Elfie ran beside him around the back of the temple, Sariah sprinting just a few footsteps behind them.
Flames poked through the flat roof of the temple and slithered onto the roof. Black smoke bubbled into the flat blue sky.
Their rental car was the only sedan parked back there. When they got to it, Tryp nudged Elfie with his hip, and she dug into his front pocket to get the keys. She clicked it and got the doors open. Tryp shoved the two little girls in the back seat, murmuring, “You’re okay, you’re okay,” and Sariah climbed in behind them.
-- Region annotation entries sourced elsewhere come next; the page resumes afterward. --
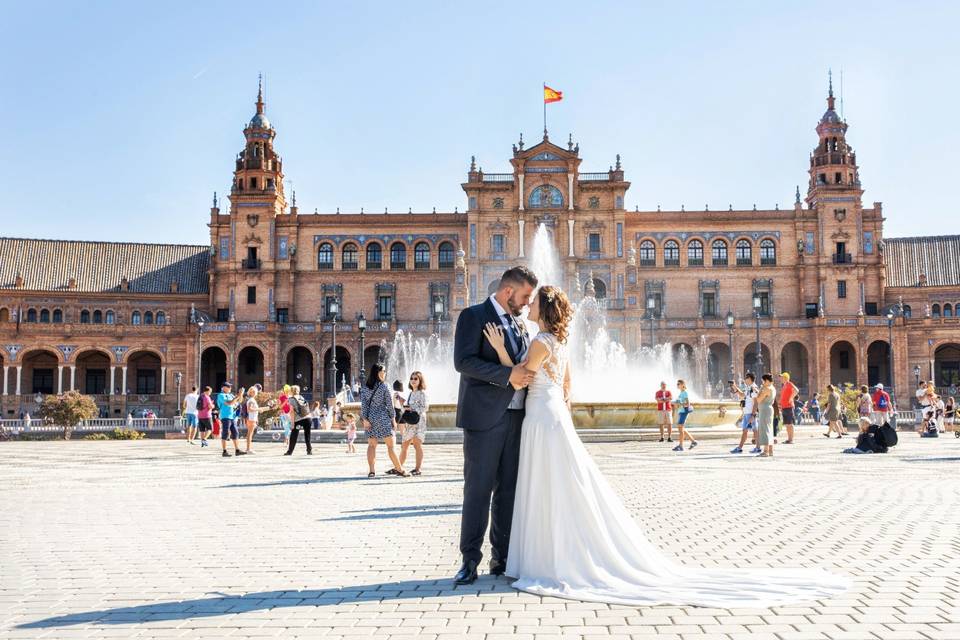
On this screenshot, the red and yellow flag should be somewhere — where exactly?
[543,85,563,104]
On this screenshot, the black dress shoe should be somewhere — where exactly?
[453,560,477,584]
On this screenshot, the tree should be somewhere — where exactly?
[40,391,100,440]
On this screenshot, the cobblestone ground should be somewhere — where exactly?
[0,427,960,640]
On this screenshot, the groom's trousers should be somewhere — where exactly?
[460,409,524,563]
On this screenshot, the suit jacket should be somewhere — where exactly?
[453,298,516,431]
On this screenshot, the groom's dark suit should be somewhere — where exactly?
[453,299,529,563]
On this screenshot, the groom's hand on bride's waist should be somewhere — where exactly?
[510,364,535,389]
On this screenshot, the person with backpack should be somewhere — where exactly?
[872,384,893,424]
[283,385,313,456]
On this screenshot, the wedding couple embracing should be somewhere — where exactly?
[454,267,849,608]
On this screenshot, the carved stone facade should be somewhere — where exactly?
[0,79,960,417]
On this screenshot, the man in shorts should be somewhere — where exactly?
[217,382,247,458]
[655,382,673,442]
[780,371,800,444]
[182,387,200,444]
[730,373,760,453]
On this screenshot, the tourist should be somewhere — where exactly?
[217,382,246,458]
[283,385,313,456]
[730,373,760,453]
[400,371,430,476]
[857,384,882,424]
[360,363,407,478]
[823,384,843,438]
[243,384,260,453]
[180,387,200,444]
[344,413,357,453]
[654,381,673,442]
[871,384,893,424]
[753,373,777,458]
[780,371,800,444]
[673,380,699,451]
[197,387,213,447]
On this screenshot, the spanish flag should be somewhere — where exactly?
[543,85,563,104]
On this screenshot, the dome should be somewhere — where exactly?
[250,113,270,129]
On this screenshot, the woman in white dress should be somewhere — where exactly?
[484,286,849,608]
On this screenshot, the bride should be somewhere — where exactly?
[484,286,849,608]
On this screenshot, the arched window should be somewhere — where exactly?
[413,242,430,269]
[640,240,657,267]
[317,242,333,270]
[760,238,777,266]
[367,242,383,271]
[340,242,360,271]
[437,242,454,269]
[530,184,563,209]
[710,240,727,267]
[663,240,680,267]
[687,240,703,267]
[390,242,407,271]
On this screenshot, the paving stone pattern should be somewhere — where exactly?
[0,427,960,640]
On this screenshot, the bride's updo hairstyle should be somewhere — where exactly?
[537,285,573,343]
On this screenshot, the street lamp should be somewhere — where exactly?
[357,311,367,384]
[727,309,737,380]
[647,296,657,349]
[197,320,203,393]
[327,298,340,398]
[753,296,763,378]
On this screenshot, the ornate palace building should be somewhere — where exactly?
[0,80,960,417]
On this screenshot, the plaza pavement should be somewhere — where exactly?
[0,427,960,640]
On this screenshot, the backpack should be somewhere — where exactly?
[877,422,897,447]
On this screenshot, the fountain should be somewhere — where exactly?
[374,224,732,427]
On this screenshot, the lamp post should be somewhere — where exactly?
[647,296,657,349]
[327,298,340,398]
[727,309,736,380]
[197,320,203,393]
[357,311,367,384]
[753,296,763,379]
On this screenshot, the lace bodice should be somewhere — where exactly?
[531,331,567,389]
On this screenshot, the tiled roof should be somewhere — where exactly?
[884,236,960,287]
[0,238,210,294]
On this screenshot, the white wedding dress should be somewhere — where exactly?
[507,332,849,608]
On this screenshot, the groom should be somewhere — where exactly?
[453,267,537,584]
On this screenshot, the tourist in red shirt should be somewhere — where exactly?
[655,382,673,442]
[780,371,800,444]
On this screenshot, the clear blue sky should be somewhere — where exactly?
[0,0,960,244]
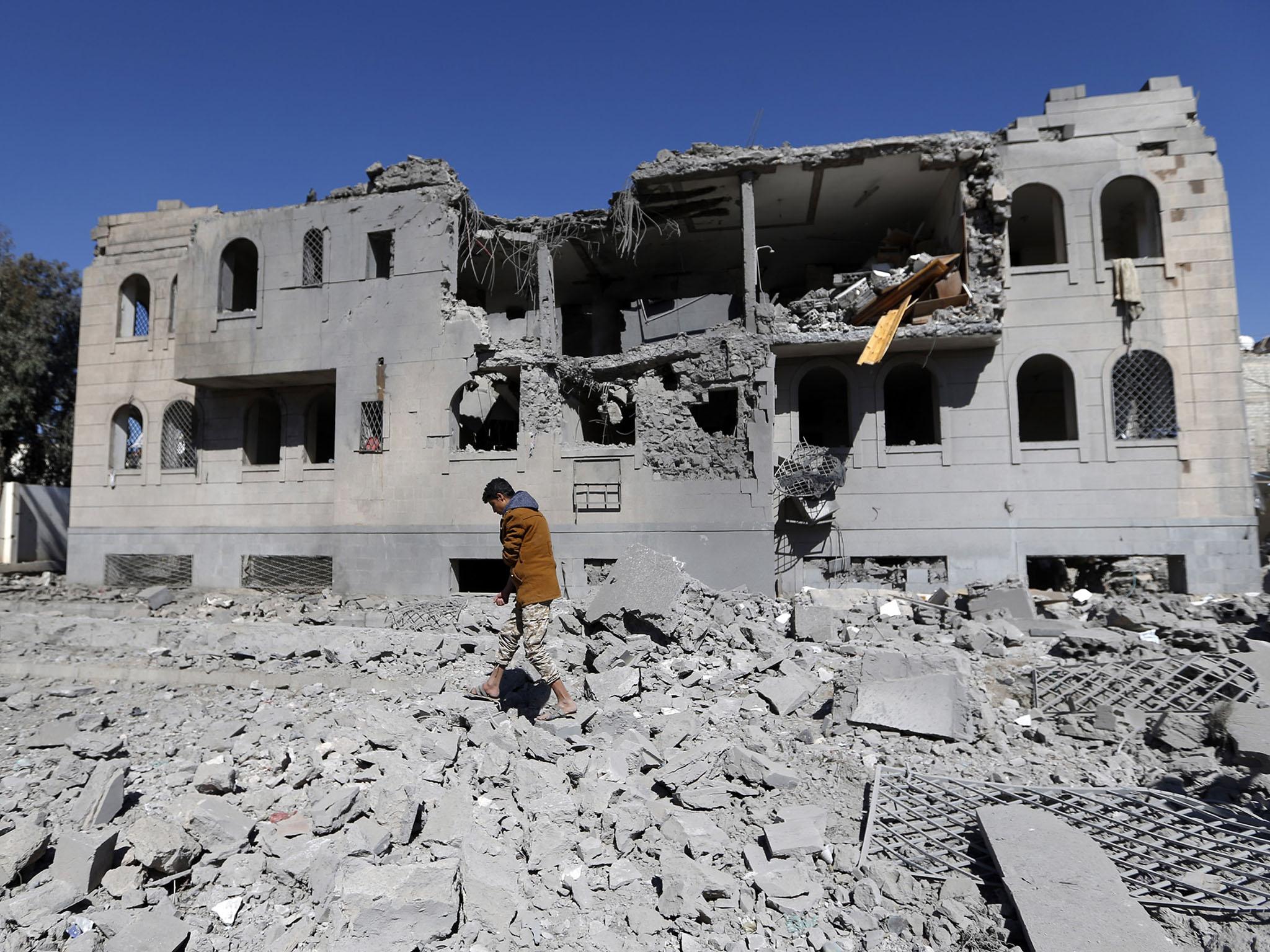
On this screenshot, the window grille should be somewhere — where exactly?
[123,410,144,470]
[300,229,324,288]
[242,556,334,591]
[159,400,198,470]
[357,400,383,453]
[104,555,194,588]
[1111,350,1177,439]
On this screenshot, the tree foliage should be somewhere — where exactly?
[0,227,80,486]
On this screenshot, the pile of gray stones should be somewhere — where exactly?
[0,546,1270,952]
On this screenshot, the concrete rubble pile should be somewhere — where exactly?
[0,546,1270,952]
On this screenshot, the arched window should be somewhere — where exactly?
[159,400,198,470]
[1010,183,1067,268]
[242,397,282,466]
[220,239,260,311]
[882,363,940,447]
[1015,354,1077,443]
[450,374,521,452]
[110,403,144,470]
[1111,350,1177,439]
[300,229,325,288]
[797,367,851,448]
[118,274,150,338]
[305,391,335,464]
[1099,175,1165,262]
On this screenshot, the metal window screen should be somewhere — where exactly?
[300,229,324,288]
[357,400,383,453]
[859,767,1270,913]
[104,555,194,588]
[123,410,143,470]
[159,400,198,470]
[1032,655,1258,713]
[1111,350,1177,439]
[242,556,334,591]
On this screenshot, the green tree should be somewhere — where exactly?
[0,226,80,486]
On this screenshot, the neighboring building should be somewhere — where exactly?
[69,77,1260,596]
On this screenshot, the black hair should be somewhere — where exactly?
[480,478,515,503]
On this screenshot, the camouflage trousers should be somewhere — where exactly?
[495,602,560,684]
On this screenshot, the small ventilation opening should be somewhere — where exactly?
[450,558,509,596]
[688,389,737,437]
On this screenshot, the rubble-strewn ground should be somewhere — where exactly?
[0,550,1270,952]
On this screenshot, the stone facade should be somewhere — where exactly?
[69,77,1260,596]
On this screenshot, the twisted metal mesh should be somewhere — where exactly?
[1032,655,1258,713]
[358,400,383,453]
[859,767,1270,913]
[242,556,334,591]
[1111,350,1177,439]
[104,555,194,588]
[159,400,198,470]
[300,229,324,288]
[385,598,464,631]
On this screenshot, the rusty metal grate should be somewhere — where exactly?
[104,553,194,589]
[357,400,383,453]
[1032,655,1258,713]
[1111,350,1177,439]
[300,229,325,288]
[859,767,1270,913]
[385,598,465,631]
[242,555,334,591]
[159,400,198,470]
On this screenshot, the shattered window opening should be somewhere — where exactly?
[242,397,282,466]
[1099,175,1165,262]
[118,274,150,338]
[450,373,521,452]
[797,367,851,449]
[217,239,260,311]
[1010,182,1067,268]
[357,400,383,453]
[688,387,739,437]
[366,231,394,278]
[882,363,940,447]
[1016,354,1078,443]
[1111,350,1177,441]
[305,391,335,465]
[159,400,198,470]
[300,229,326,288]
[110,403,144,470]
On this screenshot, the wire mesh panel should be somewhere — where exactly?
[358,400,383,453]
[123,407,144,470]
[1111,350,1177,439]
[105,555,194,588]
[159,400,198,470]
[859,767,1270,913]
[300,229,325,288]
[242,556,334,591]
[1032,655,1258,713]
[386,598,464,631]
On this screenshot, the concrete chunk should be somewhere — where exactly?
[979,806,1172,952]
[52,830,120,894]
[0,822,50,886]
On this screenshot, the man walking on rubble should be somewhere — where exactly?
[468,478,578,721]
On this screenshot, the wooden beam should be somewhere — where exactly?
[856,294,913,367]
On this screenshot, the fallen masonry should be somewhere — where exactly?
[0,566,1270,952]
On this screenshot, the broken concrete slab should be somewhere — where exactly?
[846,649,974,740]
[52,829,120,895]
[0,822,50,886]
[587,544,688,622]
[978,804,1172,952]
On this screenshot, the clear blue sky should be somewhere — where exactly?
[0,0,1270,338]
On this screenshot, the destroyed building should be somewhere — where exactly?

Elfie leapt into the passenger seat. Tryp slid into the driver’s seat, and he peeled out, rooster-tailing gravel in the empty parking lot.
Elfie held on tight as little girls cried in the back seat, but lots of wrassling and some seat-belt clicking suggested that they would be as safe as possible back there, even without car seats.
Within minutes, they were on the highway and speeding out of town.
The girls stopped crying, and Elfie hung onto the panic handle on the door until Tryp took the turnoff from the little country highway onto I-15. At that point, he reached over the cup holder console between them and found Elfie’s hand, and she clutched his warm fingers because she had thought that she would never have that chance again.
When they passed the state border signs and were out of Utah and into Arizona, she breathed a little easier, but when they hit the Nevada state line and started seeing signs for Las Vegas, then she let go of the door handle and believed they had made it.
New Empyrean’s tentacles might reach through their county law enforcement offices and even into nearby parts of Utah and Arizona, but Nevada, and especially Las Vegas, might as well be on a different planet.
Elfie and Tryp had rescued Sariah, and Elfie tried to be glad that the two of them could finally be together.